Durante séculos, até à descoberta da síntese Haber-Bosch que permite criar fertilidade numa fábrica virtualmente a partir do ar e de energia, as terras marginais foram um dos garantes da fertilidade das terras produtivas.
Quando em meados do século XX a fertilidade passou a chegar em sacas de adubo, as terras marginais perderam a sua principal função social e o vínculo entre a produção animal e a agricultura quebrou-se.
Se a mecanização passou a permitir produzir muito mais trabalho que o obtido com os grandes animais animais, a função dos pequenos ruminantes na exploração – recolha de nutrientes da vegetação pouco prestável para a alimentação directa das pessoas, transporte e deposição desses nutrientes nos estábulos (ou nos bardos no caso das regiões de menor produtividade primária) – ficou ferida de morte com a descoberta de processos industriais de produção de fertilidade.
O efeito concreto na paisagem é uma evolução dual: as terras mais aptas à produção sofrem um processo de intensificação e simplificação estrutural, ao mesmo tempo que as terras marginais sofrem um processo de extensificação e abandono que se traduz numa renaturalização e acumulação de combustível florestal.
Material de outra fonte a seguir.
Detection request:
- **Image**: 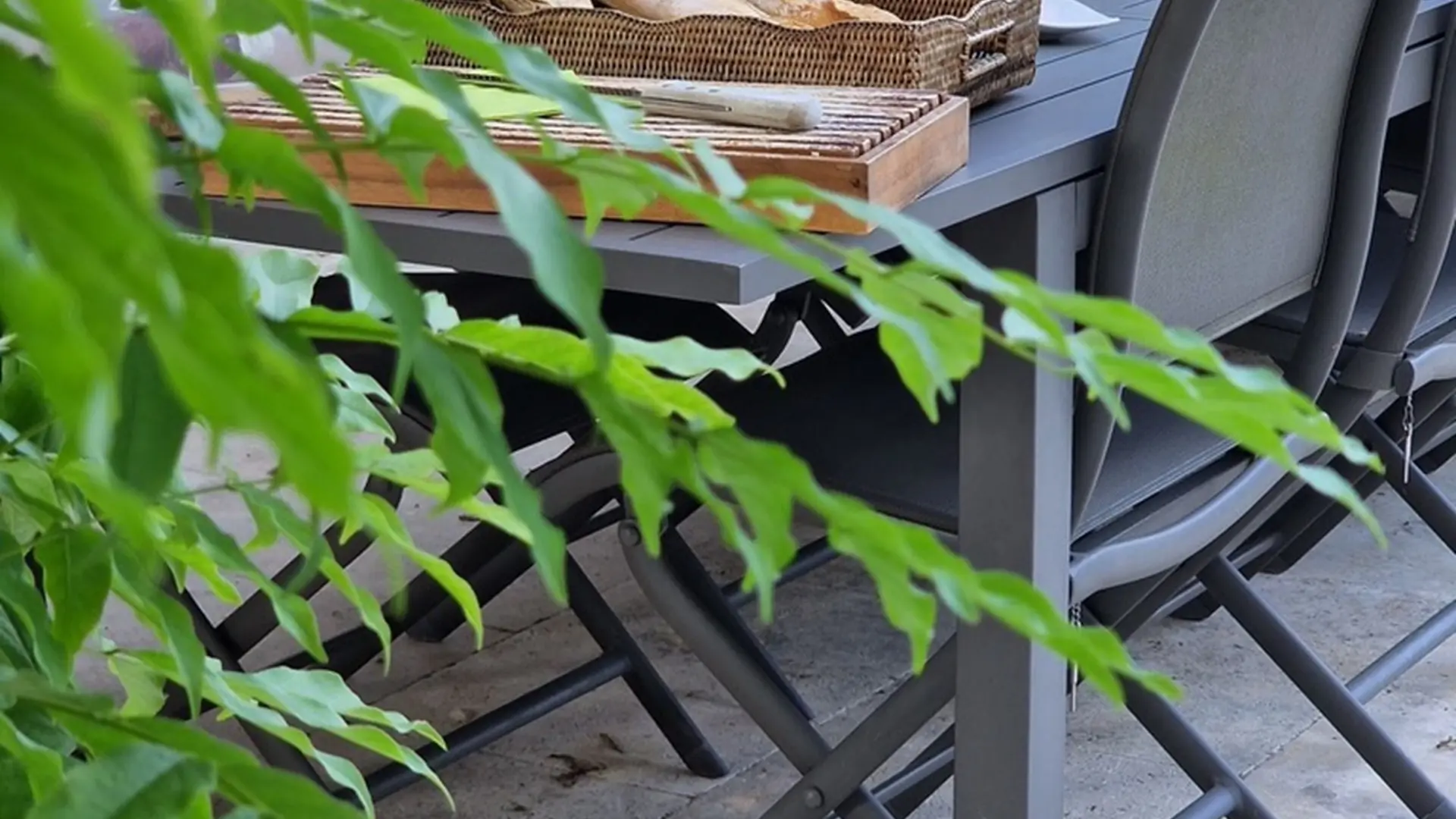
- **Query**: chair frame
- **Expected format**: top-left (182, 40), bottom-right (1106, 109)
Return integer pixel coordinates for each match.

O resultado desta evolução é a produção de uma muito maior quantidade de alimentos e fibras a muito baixo preço, uma melhoria do acesso dos mais pobres a produtos básicos, nomeadamente alimentares, ao mesmo tempo que o padrão de fogo se altera e se torna progressivamente mais negativo socialmente, para além da perda de biodiversidade e da qualidade e diversidade paisagística.
Aqui chegados, a questão que se coloca ao sector é a de saber o que fazer, em especial tendo em atenção a cada vez menor propensão dos contribuintes para suportarem o rendimento dos agricultores no pressuposto de que é preciso produzir alimentos a baixo custo.
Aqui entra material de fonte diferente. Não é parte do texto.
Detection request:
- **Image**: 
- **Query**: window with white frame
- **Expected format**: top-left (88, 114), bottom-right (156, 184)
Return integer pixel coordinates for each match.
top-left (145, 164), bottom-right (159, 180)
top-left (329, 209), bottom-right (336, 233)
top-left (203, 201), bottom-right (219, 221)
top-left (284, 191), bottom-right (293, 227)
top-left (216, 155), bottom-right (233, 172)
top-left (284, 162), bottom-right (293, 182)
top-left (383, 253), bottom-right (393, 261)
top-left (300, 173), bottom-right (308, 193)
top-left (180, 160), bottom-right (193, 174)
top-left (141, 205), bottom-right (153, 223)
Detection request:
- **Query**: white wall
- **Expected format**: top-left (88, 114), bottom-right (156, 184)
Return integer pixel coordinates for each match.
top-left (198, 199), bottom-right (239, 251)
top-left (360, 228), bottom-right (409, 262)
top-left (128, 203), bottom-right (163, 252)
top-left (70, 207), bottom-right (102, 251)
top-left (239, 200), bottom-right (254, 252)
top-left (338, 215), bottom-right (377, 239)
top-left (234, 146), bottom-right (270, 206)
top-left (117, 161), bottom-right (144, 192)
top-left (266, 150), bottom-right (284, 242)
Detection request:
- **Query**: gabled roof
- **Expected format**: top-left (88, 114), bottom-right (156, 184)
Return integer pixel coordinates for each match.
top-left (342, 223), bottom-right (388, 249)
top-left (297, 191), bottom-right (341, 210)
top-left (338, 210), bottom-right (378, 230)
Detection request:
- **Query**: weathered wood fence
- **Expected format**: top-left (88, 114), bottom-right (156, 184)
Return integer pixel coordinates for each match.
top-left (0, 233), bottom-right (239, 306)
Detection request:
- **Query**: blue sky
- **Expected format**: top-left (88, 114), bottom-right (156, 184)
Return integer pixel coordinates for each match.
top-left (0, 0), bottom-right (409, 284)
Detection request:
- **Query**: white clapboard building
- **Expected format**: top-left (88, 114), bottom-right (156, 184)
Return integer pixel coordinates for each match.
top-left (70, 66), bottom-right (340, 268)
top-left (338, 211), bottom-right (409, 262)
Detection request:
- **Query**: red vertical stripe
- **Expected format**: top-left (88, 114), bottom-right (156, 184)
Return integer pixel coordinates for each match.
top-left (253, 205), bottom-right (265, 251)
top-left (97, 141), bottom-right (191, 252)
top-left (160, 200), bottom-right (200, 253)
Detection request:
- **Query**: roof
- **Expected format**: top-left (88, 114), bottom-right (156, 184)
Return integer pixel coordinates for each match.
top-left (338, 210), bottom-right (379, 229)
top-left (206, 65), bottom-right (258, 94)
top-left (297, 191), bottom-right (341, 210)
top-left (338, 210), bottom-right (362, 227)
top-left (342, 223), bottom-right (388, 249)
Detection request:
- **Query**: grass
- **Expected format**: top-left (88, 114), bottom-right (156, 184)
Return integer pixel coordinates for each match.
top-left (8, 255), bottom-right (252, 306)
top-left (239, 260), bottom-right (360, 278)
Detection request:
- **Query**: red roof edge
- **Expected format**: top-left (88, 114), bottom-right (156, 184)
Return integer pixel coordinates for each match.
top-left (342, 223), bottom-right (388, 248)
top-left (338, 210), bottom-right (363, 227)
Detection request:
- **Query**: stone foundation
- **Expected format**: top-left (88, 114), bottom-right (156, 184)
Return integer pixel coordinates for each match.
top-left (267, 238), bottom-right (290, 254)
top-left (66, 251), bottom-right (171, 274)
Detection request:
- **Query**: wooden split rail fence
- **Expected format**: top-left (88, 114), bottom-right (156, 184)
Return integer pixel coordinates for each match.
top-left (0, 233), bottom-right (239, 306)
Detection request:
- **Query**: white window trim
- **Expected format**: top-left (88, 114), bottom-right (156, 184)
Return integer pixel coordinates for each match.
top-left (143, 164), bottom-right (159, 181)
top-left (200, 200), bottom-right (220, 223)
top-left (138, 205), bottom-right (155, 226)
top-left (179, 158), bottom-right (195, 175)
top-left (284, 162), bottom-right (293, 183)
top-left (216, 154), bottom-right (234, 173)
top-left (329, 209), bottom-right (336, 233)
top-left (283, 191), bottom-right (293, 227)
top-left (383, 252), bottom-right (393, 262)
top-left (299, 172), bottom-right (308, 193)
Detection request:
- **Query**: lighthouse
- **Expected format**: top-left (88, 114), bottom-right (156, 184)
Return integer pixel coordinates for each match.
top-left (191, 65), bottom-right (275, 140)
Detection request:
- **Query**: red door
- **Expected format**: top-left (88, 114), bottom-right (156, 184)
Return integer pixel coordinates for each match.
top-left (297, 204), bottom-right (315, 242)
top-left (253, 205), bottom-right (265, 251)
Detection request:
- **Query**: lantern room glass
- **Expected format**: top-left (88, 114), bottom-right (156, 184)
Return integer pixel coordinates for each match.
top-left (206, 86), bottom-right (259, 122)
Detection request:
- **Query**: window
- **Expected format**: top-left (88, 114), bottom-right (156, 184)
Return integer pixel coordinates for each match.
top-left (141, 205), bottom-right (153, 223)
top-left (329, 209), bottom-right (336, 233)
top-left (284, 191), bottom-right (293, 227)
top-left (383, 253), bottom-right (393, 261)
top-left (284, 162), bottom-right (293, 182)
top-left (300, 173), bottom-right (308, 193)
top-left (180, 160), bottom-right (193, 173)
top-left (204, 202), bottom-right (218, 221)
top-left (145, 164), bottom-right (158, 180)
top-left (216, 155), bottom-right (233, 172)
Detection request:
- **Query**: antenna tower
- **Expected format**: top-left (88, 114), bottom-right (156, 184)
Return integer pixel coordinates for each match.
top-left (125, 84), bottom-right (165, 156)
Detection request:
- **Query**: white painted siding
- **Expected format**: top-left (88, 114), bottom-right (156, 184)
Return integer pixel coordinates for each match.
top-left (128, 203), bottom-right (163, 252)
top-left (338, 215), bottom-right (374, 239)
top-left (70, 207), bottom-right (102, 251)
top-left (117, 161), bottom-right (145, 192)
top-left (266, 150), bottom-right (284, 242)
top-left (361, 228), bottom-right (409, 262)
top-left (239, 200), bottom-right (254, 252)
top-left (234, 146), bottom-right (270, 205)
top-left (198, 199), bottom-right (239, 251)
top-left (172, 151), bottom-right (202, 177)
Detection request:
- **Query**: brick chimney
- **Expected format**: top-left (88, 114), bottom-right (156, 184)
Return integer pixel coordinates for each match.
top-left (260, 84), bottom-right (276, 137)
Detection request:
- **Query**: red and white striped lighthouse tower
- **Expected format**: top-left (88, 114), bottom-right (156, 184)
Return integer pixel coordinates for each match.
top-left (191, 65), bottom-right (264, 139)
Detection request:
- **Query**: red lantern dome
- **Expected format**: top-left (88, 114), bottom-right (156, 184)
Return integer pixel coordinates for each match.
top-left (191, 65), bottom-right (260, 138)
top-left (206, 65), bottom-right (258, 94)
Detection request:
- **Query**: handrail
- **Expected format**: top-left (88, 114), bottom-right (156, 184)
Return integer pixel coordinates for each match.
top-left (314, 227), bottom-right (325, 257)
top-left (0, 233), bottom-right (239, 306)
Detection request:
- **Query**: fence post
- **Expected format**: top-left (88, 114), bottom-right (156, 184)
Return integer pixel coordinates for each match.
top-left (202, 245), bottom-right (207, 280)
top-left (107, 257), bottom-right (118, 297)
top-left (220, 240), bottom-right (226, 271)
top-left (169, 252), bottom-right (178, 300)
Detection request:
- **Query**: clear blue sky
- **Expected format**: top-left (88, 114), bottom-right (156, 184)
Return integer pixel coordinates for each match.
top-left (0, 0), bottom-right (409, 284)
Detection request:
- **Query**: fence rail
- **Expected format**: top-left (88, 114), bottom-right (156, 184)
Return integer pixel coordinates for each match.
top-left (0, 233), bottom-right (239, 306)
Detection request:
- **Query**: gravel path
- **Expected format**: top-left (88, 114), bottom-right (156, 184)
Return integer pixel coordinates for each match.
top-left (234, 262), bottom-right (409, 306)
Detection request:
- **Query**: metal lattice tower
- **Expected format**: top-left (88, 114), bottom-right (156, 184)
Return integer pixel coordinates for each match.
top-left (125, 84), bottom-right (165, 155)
Uma hipótese é o sector ignorar a percepção pública de que há demasiado dinheiro a ser transferido para o sector para dar suporte a um modelo de produção que é considerado ambientalmente negativo, e continuar a reivindicar mais apoios à produção.
Outra hipótese é o sector admitir que o mundo mudou, que a questão da maximização da produção ao menor custo possível já não é considerada um bem social, e olhar seriamente para a forma de reintegrar produção animal e produção agrícola, ganhando de novo controlo sobre as terras marginais que hoje estão ao abandono.
Parece claro que tendo o mundo mudado, não se trata de voltar a modelos de produção que hoje não têm viabilidade económica e eram historicamente assentes numa miséria generalizada em que o valor do trabalho era muito baixo.
Trata-se, isso sim, de compreender que há uma responsabilidade na gestão da paisagem, cujos custos não é justo que sejam inteiramente assacados aos produtores quando os benefícios são de todos, e que para ser cumprida precisa de modelos de gestão que serão forçosamente diferentes do que foram no passado.
O mundo rural e os seus agentes mais dinâmicos podem decidir liderar essa discussão, incluindo a discussão do financiamento de uma gestão que produz benefícios sociais assinaláveis mas é deficitária nas actuais condições, ou podem cavar trincheiras contra os que querem destruir o seu modo de vida.
Por mim tenho poucas ilusões sobre o que acontecerá se o sector resolver enfiar a cabeça na areia e insistir no discurso de que as novas tendências de pensamento ligadas à sustentabilidade e à urgência da resposta aos problemas ambientais são meras manifestações de urbanos que desconhecem e não respeitam a identidade do mundo rural: por mais razão que eventualmente tenham (e eu acho que não têm toda, seguramente), os interesses dos agentes do mundo rural acabarão esmagados num beco sem saída.